The rupee continued its free fall and crossed the psychological barrier of 55, touching an all-time low of 55.43 per dollar on Tuesday. While the outlook on the rupee continues to remain bleak due to weak macro-economy, there is some hope for the current account deficit emerging from the crude and gold price movement.
Since the beginning of this fiscal year Brent crude has fallen 12.4%, from $124.17 per barrel to 108.81 per dollar and gold prices have declined over 5%, from $1,677.68 per oz to $1,593.07 per oz. Since these commodities are the top two import items, the fall in prices bodes well for the CAD, said economists.

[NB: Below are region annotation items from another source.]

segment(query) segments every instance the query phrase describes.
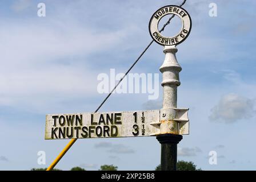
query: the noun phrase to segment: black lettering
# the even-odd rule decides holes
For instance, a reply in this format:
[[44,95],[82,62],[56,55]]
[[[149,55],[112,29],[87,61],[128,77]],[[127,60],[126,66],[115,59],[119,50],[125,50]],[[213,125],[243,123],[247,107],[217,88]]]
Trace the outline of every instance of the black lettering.
[[[61,120],[63,121],[63,122],[62,122]],[[64,115],[61,115],[59,118],[59,123],[61,126],[63,126],[65,125],[66,123],[66,119]]]
[[93,114],[91,114],[91,125],[97,125],[97,122],[93,122]]
[[54,119],[54,125],[53,126],[56,126],[56,120],[57,120],[57,119],[58,119],[59,118],[59,116],[58,115],[53,115],[51,117],[53,118],[53,119]]
[[165,12],[166,12],[166,13],[168,13],[168,9],[167,9],[167,7],[166,7],[166,8],[165,9]]
[[115,125],[122,125],[122,113],[115,113]]
[[56,135],[56,131],[58,130],[58,127],[51,128],[51,138],[54,138],[54,136],[55,138],[58,138],[57,135]]
[[165,44],[168,44],[168,39],[165,39]]
[[175,41],[176,41],[176,43],[179,42],[179,40],[178,40],[178,38],[175,38]]
[[74,115],[66,115],[66,119],[67,119],[67,126],[73,126],[74,125],[74,119],[75,118],[75,116]]
[[183,29],[183,30],[182,30],[182,32],[183,32],[185,33],[185,34],[187,34],[188,31],[186,30],[186,29]]
[[79,137],[79,130],[81,129],[81,127],[80,126],[76,126],[76,127],[74,127],[74,129],[77,130],[76,136],[77,136],[77,138],[78,138]]
[[61,127],[59,128],[59,138],[66,138],[66,127],[64,127],[62,129]]
[[109,126],[104,126],[103,127],[103,135],[104,137],[106,136],[106,134],[107,134],[107,136],[109,136]]
[[176,11],[176,13],[179,13],[179,9],[177,9],[177,10]]
[[82,128],[82,131],[85,133],[85,134],[81,134],[81,136],[83,138],[87,138],[88,137],[88,128],[86,126],[83,126]]
[[118,135],[118,128],[117,126],[113,125],[111,126],[111,136],[117,136]]
[[174,9],[173,9],[173,12],[175,12],[175,13],[176,13],[176,10],[177,10],[177,9],[176,8],[176,7],[174,7]]
[[101,137],[102,136],[102,129],[101,126],[98,126],[96,127],[95,133],[98,137]]
[[139,126],[137,125],[133,125],[133,128],[134,129],[134,131],[133,131],[133,134],[134,136],[137,136],[139,135]]
[[[69,130],[70,130],[70,134],[69,134]],[[67,137],[69,138],[73,138],[74,136],[74,131],[73,127],[67,127]]]
[[83,125],[83,115],[82,114],[80,115],[80,118],[78,115],[75,115],[75,126],[78,125],[78,123],[80,126]]
[[154,17],[155,18],[157,18],[157,19],[158,19],[158,18],[159,18],[159,15],[158,14],[155,14],[155,15],[154,16]]
[[113,123],[113,121],[114,121],[114,117],[113,117],[113,113],[111,113],[111,118],[110,118],[110,116],[109,115],[109,114],[107,114],[107,116],[106,116],[106,118],[107,118],[107,121],[106,121],[106,123],[107,123],[107,125],[109,125],[109,121],[110,122],[110,123],[111,124],[111,125],[113,125],[114,123]]
[[94,133],[95,126],[89,126],[89,138],[91,137],[91,134]]
[[184,14],[182,15],[182,18],[184,18],[186,15],[187,15],[186,13],[184,13]]
[[99,117],[99,121],[98,125],[100,125],[101,123],[103,123],[104,125],[106,125],[105,121],[104,119],[104,115],[103,114],[101,114],[101,116]]

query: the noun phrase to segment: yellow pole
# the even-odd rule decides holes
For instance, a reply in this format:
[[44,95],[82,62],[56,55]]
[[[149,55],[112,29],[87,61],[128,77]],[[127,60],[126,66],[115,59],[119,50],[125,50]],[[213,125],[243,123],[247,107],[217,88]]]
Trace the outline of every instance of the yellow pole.
[[55,159],[55,160],[53,162],[53,163],[50,165],[50,166],[47,168],[46,171],[51,171],[53,168],[56,166],[56,164],[59,162],[59,160],[62,158],[64,155],[65,155],[66,152],[67,152],[69,148],[72,146],[72,145],[77,141],[77,138],[73,138],[71,140],[67,143],[66,147],[62,150],[62,151],[59,153],[59,155]]

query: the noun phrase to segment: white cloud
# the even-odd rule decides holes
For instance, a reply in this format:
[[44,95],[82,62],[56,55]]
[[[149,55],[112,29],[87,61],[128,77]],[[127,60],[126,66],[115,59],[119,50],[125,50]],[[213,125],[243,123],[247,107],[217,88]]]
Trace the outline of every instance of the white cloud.
[[5,162],[9,162],[9,160],[4,156],[0,156],[0,161],[5,161]]
[[110,142],[101,142],[94,146],[95,148],[106,148],[107,152],[115,154],[131,154],[135,151],[122,144],[113,144]]
[[178,147],[178,155],[184,156],[196,156],[198,153],[202,152],[202,150],[200,148],[195,147],[194,148],[189,147]]
[[163,106],[162,101],[150,100],[143,104],[142,107],[146,110],[160,109]]
[[49,101],[97,94],[99,71],[88,56],[119,44],[126,31],[96,34],[72,22],[1,23],[0,105],[43,112]]
[[26,9],[31,5],[31,0],[17,0],[11,5],[11,7],[15,11],[19,12]]
[[81,167],[85,168],[95,168],[97,167],[98,164],[81,164],[79,165]]
[[254,101],[235,93],[223,96],[211,109],[209,119],[212,121],[233,123],[252,117],[255,114]]

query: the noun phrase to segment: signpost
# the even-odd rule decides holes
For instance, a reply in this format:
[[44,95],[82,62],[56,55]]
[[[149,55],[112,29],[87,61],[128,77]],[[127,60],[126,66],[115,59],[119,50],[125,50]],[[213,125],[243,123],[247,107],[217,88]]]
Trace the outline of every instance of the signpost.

Rohini Malkani of Citi in a recent report said, “Lower oil prices, which makes up 30% of the import bill could make the vicious cycle turn virtuous. All macro forecasts incorporate crude at $125/bbl, thus if crude averages around $105/bbl, CAD would drop by $18 billion to 3% of Gross Domestic Product (GDP) or $59 billion versus the current estimate of 4% of GDP for FY13.”
Gold, which make up 10% of the import bill, has seen slowing imports. India’s gold imports plunged 29% year on year to 207.6 tonnes in the first quarter of 2012 according to the data from World Gold Council following the government’s recent measures to curb gold demand.
CAD swelled to 4% of GDP in FY12 from 2.7% in FY11 on account of higher gold and oil imports. Falling gold and crude prices could just be the ray of hope for the rupee to strengthen. However, government still needs walk down the path of fiscal consolidation and reduce oil imports.